SOCAR identified Petkim’s great potential in Turkey’s high-growth economy, if Petkim could be integrated in a value chain with a major oil producer and refiner under the same ownership—in this case, SOCAR and the Star Refinery nearby. Thus, SOCAR acquired a 51-percent ownership of Petkim and operating rights for $2.04 billion in 2008, and increased its stake to 61 percent by paying another $169 million in 2012 (while 39 percent of Petkim shares remain in free-float on the stock exchange). For both acquisitions, SOCAR won competitive tenders through its joint venture SOCAR Turkey Energy, aiming to modernize Petkim technologically, supply it with naphtha and other raw materials from STAR-processed Azerbaijani oil, expand Petkim’s production and its market share in Turkey, and re-orient some of that production toward exports in the Eastern Mediterranean region.

The Star Oil Refinery is undergoing a parallel modernization program under SOCAR. Prime Minister Erdogan and Azerbaijani President Ilham Aliyev broke ground for construction work on October 25, 2011, for the refinery with a processing capacity of ten million tons of oil annually. Completion is planned in two stages until 2017, at an estimated cost of $6 billion in investments. Shareholders SOCAR and Turcas (the Turkish fuel retailer), with stakes of 81.5 percent and 18.5 percent, respectively, expect to cover 30 percent of the investment from their own funds and 70 percent from bank loans. Replacing an old refinery on the same site, which SOCAR had taken over from the Turkish state, the Star Refinery is designed to produce ultra-low-sulfur diesel fuel, jet fuel and naphtha (Trend, January 22, February 14, 22; www.2b1stconsulting.com, accessed March 22; see EDM, April 12, 2012).

An electricity-generating plant with a capacity of 612 megawatts built by SOCAR Power Energy, the cargo port and the logistics center (see above), add an estimated $2 billion to the overall costs of $8 billion for this integrated project. The Turkish government has granted significant tax breaks to encourage the overall project in all its dimensions.

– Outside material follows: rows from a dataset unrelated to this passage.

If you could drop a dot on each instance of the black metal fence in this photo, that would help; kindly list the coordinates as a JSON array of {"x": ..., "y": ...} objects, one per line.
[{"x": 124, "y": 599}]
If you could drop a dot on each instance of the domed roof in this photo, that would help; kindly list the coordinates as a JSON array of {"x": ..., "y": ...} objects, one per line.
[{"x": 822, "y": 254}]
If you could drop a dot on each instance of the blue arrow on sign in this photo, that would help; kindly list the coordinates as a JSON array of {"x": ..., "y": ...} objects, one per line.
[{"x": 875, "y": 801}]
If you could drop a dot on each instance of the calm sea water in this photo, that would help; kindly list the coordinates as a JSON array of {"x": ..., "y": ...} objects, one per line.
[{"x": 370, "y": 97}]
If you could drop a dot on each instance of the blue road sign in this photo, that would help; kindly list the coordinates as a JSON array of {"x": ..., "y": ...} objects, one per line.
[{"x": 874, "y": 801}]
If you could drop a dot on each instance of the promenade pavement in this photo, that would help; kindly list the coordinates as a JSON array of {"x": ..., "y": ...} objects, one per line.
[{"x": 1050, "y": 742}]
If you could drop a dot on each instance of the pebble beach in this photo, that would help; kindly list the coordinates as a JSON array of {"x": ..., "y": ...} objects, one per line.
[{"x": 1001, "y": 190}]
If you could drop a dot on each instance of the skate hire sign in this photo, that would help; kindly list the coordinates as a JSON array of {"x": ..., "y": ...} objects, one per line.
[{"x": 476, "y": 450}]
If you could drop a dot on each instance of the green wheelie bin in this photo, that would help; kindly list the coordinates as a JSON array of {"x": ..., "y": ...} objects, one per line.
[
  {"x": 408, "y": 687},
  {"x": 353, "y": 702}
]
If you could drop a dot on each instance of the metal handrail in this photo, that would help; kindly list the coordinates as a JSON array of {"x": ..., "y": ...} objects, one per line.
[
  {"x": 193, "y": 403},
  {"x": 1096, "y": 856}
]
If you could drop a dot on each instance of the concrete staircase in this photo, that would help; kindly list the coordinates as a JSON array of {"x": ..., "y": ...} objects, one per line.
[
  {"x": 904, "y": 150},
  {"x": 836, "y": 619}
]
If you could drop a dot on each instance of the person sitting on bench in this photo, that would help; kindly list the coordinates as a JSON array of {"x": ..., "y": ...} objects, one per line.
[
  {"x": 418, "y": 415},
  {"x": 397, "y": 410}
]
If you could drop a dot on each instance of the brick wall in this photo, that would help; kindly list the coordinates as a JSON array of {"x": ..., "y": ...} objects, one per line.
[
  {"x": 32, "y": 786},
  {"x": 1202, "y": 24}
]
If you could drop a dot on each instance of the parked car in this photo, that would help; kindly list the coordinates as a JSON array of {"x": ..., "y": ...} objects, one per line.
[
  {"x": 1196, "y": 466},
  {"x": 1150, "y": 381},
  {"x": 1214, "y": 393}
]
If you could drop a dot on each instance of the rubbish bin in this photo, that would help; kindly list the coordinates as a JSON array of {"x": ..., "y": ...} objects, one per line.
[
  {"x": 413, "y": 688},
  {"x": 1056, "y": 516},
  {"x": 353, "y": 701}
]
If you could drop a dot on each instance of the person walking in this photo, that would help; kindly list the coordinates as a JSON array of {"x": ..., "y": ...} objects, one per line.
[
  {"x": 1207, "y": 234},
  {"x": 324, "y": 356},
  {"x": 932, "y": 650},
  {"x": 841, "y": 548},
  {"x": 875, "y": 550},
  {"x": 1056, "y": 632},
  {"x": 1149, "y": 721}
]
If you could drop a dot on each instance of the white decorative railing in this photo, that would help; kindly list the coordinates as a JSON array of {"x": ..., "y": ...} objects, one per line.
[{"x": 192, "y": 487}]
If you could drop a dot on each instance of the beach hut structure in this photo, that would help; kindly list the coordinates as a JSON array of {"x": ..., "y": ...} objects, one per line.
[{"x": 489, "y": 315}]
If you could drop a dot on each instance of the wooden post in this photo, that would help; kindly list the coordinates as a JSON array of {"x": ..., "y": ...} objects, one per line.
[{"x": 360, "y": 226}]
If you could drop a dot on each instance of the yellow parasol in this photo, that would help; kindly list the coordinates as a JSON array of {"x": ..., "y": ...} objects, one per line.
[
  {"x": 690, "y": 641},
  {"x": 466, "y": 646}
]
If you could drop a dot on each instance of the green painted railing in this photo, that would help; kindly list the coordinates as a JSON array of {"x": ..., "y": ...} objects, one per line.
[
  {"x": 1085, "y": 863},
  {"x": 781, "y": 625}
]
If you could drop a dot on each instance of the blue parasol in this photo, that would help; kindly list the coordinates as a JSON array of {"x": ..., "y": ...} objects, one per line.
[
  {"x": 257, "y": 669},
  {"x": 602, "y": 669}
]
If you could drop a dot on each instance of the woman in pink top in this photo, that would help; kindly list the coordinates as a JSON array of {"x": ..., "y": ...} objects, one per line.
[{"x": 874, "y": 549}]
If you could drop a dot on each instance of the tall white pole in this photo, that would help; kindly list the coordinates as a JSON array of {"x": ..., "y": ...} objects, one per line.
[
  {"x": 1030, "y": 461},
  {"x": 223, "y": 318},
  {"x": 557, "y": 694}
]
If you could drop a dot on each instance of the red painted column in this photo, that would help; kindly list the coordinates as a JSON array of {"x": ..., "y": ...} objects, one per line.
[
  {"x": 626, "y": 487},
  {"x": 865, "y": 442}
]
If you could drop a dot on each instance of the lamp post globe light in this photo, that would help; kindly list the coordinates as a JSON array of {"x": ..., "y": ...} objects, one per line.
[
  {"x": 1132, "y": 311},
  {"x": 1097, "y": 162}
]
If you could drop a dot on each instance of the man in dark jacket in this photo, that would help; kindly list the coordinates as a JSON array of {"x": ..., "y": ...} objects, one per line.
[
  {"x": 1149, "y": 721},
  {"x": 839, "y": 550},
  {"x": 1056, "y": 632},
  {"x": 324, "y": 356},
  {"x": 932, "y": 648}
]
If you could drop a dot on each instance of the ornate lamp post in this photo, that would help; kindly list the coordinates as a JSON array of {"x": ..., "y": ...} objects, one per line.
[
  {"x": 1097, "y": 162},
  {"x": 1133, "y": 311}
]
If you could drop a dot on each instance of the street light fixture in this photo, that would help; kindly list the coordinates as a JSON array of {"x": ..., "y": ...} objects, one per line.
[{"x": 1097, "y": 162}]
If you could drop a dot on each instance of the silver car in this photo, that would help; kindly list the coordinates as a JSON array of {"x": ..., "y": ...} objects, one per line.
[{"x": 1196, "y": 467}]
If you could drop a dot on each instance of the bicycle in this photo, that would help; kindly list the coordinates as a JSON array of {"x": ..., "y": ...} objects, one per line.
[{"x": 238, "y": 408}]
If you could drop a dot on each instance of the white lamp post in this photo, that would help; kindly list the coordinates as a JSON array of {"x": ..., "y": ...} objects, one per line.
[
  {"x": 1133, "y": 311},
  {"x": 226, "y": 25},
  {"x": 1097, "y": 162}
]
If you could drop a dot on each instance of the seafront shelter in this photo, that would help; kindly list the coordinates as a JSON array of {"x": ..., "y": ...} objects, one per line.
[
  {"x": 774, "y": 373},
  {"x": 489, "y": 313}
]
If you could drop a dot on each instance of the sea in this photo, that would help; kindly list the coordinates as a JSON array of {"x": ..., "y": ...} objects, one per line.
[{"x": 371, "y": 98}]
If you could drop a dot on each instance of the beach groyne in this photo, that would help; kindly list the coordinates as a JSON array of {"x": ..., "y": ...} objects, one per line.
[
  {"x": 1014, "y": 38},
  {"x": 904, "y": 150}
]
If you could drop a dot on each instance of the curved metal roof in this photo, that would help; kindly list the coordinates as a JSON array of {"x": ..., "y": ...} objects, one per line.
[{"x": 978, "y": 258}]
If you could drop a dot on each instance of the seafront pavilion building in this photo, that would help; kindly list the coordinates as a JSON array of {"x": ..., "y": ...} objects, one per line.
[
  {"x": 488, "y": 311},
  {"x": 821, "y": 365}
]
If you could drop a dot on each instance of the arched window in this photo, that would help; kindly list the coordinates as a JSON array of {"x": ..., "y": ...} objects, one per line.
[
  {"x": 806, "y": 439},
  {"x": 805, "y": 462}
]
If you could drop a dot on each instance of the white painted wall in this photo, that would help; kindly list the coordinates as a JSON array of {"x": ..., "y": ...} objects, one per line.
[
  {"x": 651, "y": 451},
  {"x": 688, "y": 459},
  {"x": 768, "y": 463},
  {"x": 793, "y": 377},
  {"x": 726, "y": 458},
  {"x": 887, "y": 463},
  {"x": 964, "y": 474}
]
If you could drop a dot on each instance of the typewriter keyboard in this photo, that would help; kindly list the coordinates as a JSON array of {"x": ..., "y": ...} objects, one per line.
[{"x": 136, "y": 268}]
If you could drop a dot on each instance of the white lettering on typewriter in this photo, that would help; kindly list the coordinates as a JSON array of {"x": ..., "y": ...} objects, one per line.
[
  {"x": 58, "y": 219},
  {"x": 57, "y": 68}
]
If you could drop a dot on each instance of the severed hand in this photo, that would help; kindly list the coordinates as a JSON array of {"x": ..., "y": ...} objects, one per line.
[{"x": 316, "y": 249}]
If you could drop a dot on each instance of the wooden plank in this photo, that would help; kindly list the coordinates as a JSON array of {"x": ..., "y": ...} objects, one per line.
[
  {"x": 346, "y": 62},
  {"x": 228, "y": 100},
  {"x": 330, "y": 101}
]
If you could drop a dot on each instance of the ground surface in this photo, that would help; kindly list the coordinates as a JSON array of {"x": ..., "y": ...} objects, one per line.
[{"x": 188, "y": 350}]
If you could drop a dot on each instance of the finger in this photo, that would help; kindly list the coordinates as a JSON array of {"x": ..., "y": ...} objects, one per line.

The overall project involves a “Refinery-Petrochemistry-Energy-Logistics Integration,” apparently the single largest fixed-asset investment program in Turkey at present. Azerbaijan’s other flagship investment project in Turkey is the Trans-Anatolia Gas Pipeline (TANAP), its cost estimates ranging from $6 billion to $8 billion. With these projects, Azerbaijan has surged to the top of foreign direct investors in Turkey’s high-growth economy. SOCAR’s capacity to invest in projects of Petkim’s and TANAP’s magnitude testifies to its effective use of oil revenues for re-investment in other projects, only four or five years after net oil revenues had begun accruing to Baku. These developments should reinforce Turkish-Azerbaijani political solidarity on all issues of regional importance.